Mucho se habla siempre de la sabiduría que se adquiere durante la vida, cuántos esfuerzos para conseguirla, cuántos libros se han dedicado a ella, cuantos estudios, cuántos versos, cuántas novelas, cuántas películas, cuántos se jactan de haberla atrapado, y cuánto se admira al que vive instalado en el olimpo de esa supuesta sabiduría. Ante los ojos del mundo conseguir esa sabiduría parece un gran logro, sin embargo esa sabiduría no es más que un simple juego infantil, algo que los cerebros entrenados hacen para causar sensación a los demás.
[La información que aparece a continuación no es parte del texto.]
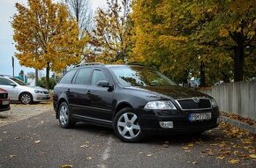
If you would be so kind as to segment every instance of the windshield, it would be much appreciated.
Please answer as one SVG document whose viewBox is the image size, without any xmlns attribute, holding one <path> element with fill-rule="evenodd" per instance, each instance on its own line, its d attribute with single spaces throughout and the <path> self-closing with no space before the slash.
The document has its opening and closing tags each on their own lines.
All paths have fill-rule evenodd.
<svg viewBox="0 0 256 168">
<path fill-rule="evenodd" d="M 14 82 L 16 82 L 17 84 L 19 84 L 19 85 L 27 85 L 26 83 L 24 83 L 23 81 L 15 78 L 15 77 L 10 77 L 10 79 L 13 80 Z"/>
<path fill-rule="evenodd" d="M 167 77 L 142 66 L 111 67 L 123 86 L 170 86 L 177 85 Z"/>
</svg>

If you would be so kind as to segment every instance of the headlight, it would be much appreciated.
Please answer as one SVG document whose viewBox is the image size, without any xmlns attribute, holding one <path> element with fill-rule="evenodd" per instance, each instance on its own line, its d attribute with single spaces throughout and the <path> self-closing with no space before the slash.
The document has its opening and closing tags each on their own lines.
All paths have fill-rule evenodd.
<svg viewBox="0 0 256 168">
<path fill-rule="evenodd" d="M 34 90 L 34 92 L 35 92 L 35 93 L 42 93 L 42 91 L 40 91 L 40 90 Z"/>
<path fill-rule="evenodd" d="M 214 99 L 211 99 L 211 104 L 212 104 L 212 107 L 218 106 L 216 100 L 215 100 Z"/>
<path fill-rule="evenodd" d="M 176 110 L 176 106 L 171 101 L 150 101 L 144 106 L 148 110 Z"/>
</svg>

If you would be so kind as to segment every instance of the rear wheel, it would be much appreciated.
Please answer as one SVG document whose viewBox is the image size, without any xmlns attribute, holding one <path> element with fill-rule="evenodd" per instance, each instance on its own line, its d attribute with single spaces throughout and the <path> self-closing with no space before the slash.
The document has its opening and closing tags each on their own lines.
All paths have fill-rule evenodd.
<svg viewBox="0 0 256 168">
<path fill-rule="evenodd" d="M 143 137 L 138 116 L 131 108 L 120 110 L 114 119 L 114 131 L 125 142 L 137 142 Z"/>
<path fill-rule="evenodd" d="M 33 98 L 32 95 L 30 93 L 27 92 L 24 92 L 20 95 L 20 102 L 22 104 L 31 104 L 33 102 Z"/>
<path fill-rule="evenodd" d="M 75 122 L 73 121 L 69 106 L 66 102 L 62 102 L 58 109 L 58 121 L 62 128 L 73 128 Z"/>
</svg>

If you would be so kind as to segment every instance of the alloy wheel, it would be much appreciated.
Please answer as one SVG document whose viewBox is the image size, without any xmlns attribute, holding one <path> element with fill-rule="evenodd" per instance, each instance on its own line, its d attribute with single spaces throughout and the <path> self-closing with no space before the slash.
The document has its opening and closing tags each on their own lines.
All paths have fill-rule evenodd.
<svg viewBox="0 0 256 168">
<path fill-rule="evenodd" d="M 136 138 L 140 133 L 137 115 L 132 113 L 123 113 L 117 121 L 117 129 L 125 139 Z"/>
</svg>

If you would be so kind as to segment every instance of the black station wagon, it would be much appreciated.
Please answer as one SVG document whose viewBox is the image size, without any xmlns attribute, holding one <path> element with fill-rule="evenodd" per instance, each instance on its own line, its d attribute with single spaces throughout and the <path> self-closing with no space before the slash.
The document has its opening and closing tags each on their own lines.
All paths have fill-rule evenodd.
<svg viewBox="0 0 256 168">
<path fill-rule="evenodd" d="M 55 86 L 53 105 L 62 128 L 78 121 L 110 127 L 126 142 L 155 134 L 200 134 L 220 121 L 213 98 L 140 65 L 76 66 Z"/>
</svg>

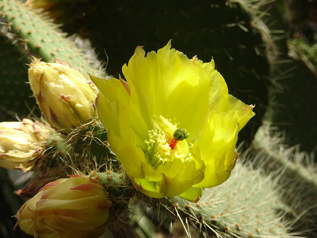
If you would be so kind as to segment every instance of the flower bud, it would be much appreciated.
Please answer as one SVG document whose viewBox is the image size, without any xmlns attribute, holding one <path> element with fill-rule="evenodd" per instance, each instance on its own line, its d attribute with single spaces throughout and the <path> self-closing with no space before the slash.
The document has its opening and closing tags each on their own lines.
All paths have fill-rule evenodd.
<svg viewBox="0 0 317 238">
<path fill-rule="evenodd" d="M 111 205 L 97 180 L 72 176 L 49 183 L 28 200 L 15 215 L 15 227 L 41 238 L 97 238 Z"/>
<path fill-rule="evenodd" d="M 27 119 L 0 122 L 0 166 L 31 169 L 46 148 L 50 131 Z"/>
<path fill-rule="evenodd" d="M 34 58 L 28 71 L 31 89 L 48 122 L 70 132 L 95 116 L 96 93 L 80 73 L 62 64 Z"/>
</svg>

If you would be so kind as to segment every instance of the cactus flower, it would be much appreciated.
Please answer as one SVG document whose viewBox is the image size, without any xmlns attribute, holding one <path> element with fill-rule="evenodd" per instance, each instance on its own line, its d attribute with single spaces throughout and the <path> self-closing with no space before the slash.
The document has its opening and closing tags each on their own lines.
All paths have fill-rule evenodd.
<svg viewBox="0 0 317 238">
<path fill-rule="evenodd" d="M 28 200 L 15 215 L 15 227 L 35 237 L 97 238 L 111 204 L 97 180 L 72 176 L 49 183 Z"/>
<path fill-rule="evenodd" d="M 34 58 L 28 74 L 36 103 L 53 127 L 70 132 L 96 116 L 95 90 L 79 72 Z"/>
<path fill-rule="evenodd" d="M 31 169 L 46 149 L 50 131 L 27 119 L 0 122 L 0 166 Z"/>
<path fill-rule="evenodd" d="M 90 76 L 99 118 L 137 189 L 197 202 L 229 177 L 253 106 L 228 94 L 213 60 L 189 59 L 170 41 L 145 55 L 138 47 L 123 66 L 126 82 Z"/>
</svg>

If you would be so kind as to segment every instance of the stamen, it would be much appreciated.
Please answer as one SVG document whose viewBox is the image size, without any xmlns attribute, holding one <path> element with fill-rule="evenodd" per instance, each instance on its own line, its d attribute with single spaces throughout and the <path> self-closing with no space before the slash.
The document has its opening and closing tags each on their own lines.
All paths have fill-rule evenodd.
<svg viewBox="0 0 317 238">
<path fill-rule="evenodd" d="M 144 141 L 147 150 L 145 152 L 146 161 L 154 169 L 167 162 L 172 161 L 176 159 L 181 160 L 184 163 L 188 163 L 192 160 L 190 153 L 184 155 L 177 149 L 173 150 L 178 141 L 188 138 L 188 135 L 186 134 L 185 129 L 177 130 L 176 130 L 177 131 L 176 132 L 179 133 L 180 131 L 184 135 L 177 136 L 175 135 L 175 137 L 178 139 L 173 138 L 169 143 L 169 140 L 167 139 L 164 132 L 157 128 L 149 131 L 149 138 Z"/>
</svg>

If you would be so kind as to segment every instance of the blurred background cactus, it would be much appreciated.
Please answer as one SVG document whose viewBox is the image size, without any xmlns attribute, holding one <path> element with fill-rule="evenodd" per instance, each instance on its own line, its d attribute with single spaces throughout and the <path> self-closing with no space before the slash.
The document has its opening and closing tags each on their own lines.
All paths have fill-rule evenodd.
<svg viewBox="0 0 317 238">
<path fill-rule="evenodd" d="M 52 134 L 51 159 L 28 182 L 51 176 L 48 167 L 63 172 L 44 183 L 74 170 L 105 177 L 115 204 L 105 237 L 316 237 L 316 11 L 309 0 L 0 0 L 0 121 L 41 116 L 26 82 L 32 56 L 85 76 L 118 77 L 136 46 L 156 51 L 172 39 L 190 58 L 213 58 L 229 93 L 256 105 L 239 134 L 241 159 L 229 181 L 197 204 L 147 199 L 131 189 L 104 129 L 93 121 L 67 136 Z M 88 160 L 104 174 L 82 167 Z M 107 169 L 95 167 L 101 164 Z M 0 232 L 28 237 L 12 230 L 11 218 L 25 201 L 13 191 L 28 180 L 17 182 L 21 175 L 9 170 L 10 180 L 3 170 Z"/>
</svg>

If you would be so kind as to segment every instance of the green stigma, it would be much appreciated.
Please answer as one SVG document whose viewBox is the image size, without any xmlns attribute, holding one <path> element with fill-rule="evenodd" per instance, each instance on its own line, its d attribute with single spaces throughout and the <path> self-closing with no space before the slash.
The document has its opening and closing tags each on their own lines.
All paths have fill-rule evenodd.
<svg viewBox="0 0 317 238">
<path fill-rule="evenodd" d="M 179 128 L 174 132 L 173 137 L 174 140 L 182 141 L 188 138 L 188 134 L 185 129 Z"/>
</svg>

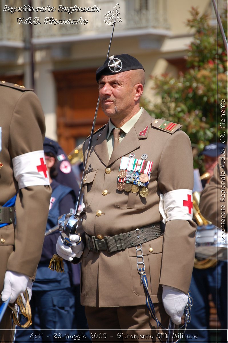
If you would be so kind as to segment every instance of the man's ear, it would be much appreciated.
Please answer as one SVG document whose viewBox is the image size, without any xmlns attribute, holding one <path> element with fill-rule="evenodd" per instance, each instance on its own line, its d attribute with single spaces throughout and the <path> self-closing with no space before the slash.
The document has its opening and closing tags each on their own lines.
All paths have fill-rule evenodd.
<svg viewBox="0 0 228 343">
<path fill-rule="evenodd" d="M 46 159 L 46 164 L 48 168 L 51 168 L 54 165 L 55 162 L 55 158 L 52 157 L 49 157 Z"/>
<path fill-rule="evenodd" d="M 135 85 L 135 94 L 134 100 L 135 101 L 138 101 L 143 94 L 143 86 L 142 83 L 138 83 Z"/>
</svg>

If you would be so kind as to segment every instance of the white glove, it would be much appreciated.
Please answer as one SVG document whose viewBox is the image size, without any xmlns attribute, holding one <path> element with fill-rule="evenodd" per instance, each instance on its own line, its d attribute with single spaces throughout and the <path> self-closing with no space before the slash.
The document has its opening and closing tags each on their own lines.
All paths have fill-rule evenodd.
<svg viewBox="0 0 228 343">
<path fill-rule="evenodd" d="M 187 305 L 188 296 L 177 288 L 163 285 L 162 302 L 165 311 L 177 325 L 181 322 L 181 316 Z"/>
<path fill-rule="evenodd" d="M 84 245 L 82 241 L 78 244 L 80 240 L 80 236 L 78 235 L 70 235 L 69 238 L 71 240 L 72 247 L 69 247 L 63 244 L 60 236 L 56 243 L 56 252 L 60 256 L 67 261 L 72 261 L 74 257 L 81 257 L 83 252 Z"/>
<path fill-rule="evenodd" d="M 7 270 L 2 292 L 2 301 L 5 301 L 10 297 L 10 303 L 14 303 L 19 295 L 24 292 L 27 288 L 28 278 L 27 275 Z"/>
<path fill-rule="evenodd" d="M 30 301 L 31 300 L 31 298 L 32 297 L 32 289 L 33 287 L 33 280 L 31 279 L 29 279 L 28 282 L 28 284 L 27 285 L 27 289 L 28 291 L 28 301 Z M 25 299 L 25 297 L 24 297 L 23 293 L 21 293 L 20 295 L 21 296 L 21 297 L 22 299 L 22 303 L 24 304 L 24 305 L 25 307 L 26 307 L 26 300 Z M 16 309 L 16 310 L 17 310 L 17 307 L 18 305 L 16 303 L 14 305 L 15 308 Z"/>
</svg>

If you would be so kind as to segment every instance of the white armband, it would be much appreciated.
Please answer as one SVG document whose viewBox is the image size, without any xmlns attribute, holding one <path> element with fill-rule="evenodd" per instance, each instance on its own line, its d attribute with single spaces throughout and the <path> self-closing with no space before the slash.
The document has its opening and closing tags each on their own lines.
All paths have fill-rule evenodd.
<svg viewBox="0 0 228 343">
<path fill-rule="evenodd" d="M 191 189 L 176 189 L 160 194 L 159 211 L 163 223 L 175 219 L 192 220 L 193 205 Z"/>
<path fill-rule="evenodd" d="M 19 189 L 29 186 L 50 185 L 43 150 L 32 151 L 12 159 Z"/>
</svg>

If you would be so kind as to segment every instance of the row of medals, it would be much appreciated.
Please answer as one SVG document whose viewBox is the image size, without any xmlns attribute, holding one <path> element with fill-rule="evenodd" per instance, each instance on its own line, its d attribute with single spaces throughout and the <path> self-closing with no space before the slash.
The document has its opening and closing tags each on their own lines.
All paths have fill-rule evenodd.
<svg viewBox="0 0 228 343">
<path fill-rule="evenodd" d="M 119 182 L 117 184 L 117 189 L 119 191 L 124 190 L 126 192 L 135 193 L 139 191 L 141 197 L 144 198 L 147 197 L 149 191 L 145 187 L 145 184 L 149 181 L 149 176 L 147 174 L 144 173 L 139 174 L 137 172 L 121 169 L 118 173 L 118 176 L 120 179 L 125 177 L 127 178 L 126 182 Z M 142 186 L 142 188 L 140 189 L 140 186 Z"/>
</svg>

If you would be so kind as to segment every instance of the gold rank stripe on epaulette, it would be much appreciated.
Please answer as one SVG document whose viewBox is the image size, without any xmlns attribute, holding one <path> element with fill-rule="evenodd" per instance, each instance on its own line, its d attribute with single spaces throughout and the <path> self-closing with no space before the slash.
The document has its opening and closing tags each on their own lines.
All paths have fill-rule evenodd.
<svg viewBox="0 0 228 343">
<path fill-rule="evenodd" d="M 180 124 L 177 124 L 171 121 L 168 121 L 167 120 L 164 120 L 163 119 L 160 119 L 153 120 L 151 126 L 152 127 L 156 128 L 171 134 L 176 132 L 182 126 Z"/>
<path fill-rule="evenodd" d="M 25 92 L 25 91 L 33 91 L 32 88 L 26 88 L 24 86 L 20 86 L 17 83 L 11 83 L 10 82 L 7 82 L 5 81 L 0 81 L 0 86 L 5 86 L 6 87 L 9 87 L 11 88 L 17 89 L 21 92 Z"/>
<path fill-rule="evenodd" d="M 105 127 L 106 126 L 106 125 L 107 125 L 107 124 L 105 124 L 105 125 L 104 125 L 103 126 L 102 126 L 102 127 L 100 128 L 99 129 L 98 129 L 97 130 L 96 130 L 96 131 L 94 131 L 94 132 L 93 133 L 93 134 L 95 134 L 95 133 L 96 133 L 97 132 L 99 132 L 99 131 L 100 131 L 100 130 L 102 130 L 103 129 L 104 129 Z M 101 133 L 100 133 L 101 134 Z M 86 139 L 87 139 L 88 138 L 89 138 L 91 136 L 91 134 L 89 135 L 88 136 L 88 137 L 86 138 Z M 99 137 L 99 136 L 98 136 L 98 137 L 97 137 L 97 138 L 98 138 L 98 137 Z"/>
</svg>

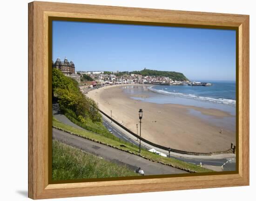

Esa sabiduría en realidad no vale para nada. La sabiduría mundana es un apego más de los muchos que tenemos, algo que también habremos de dejar cuando nuestro cuerpo muera. No es preciso ser un sabio en los asuntos de aquí de la Tierra, y es que cuanto más sabio te crees, más ignorante eres. Todo el conocimiento humano no vale más que un minuto de silencio, y desde luego no vale más que ese pétalo rojo sobre la nieve. No es sabio el que se dedica a acumular conocimientos, ese acumular conocimientos es una simple ilusión; es sabio el que sabe ya que el hacer es también una ilusión pues es la vida la que lo hace todo, y además sin que te des cuenta.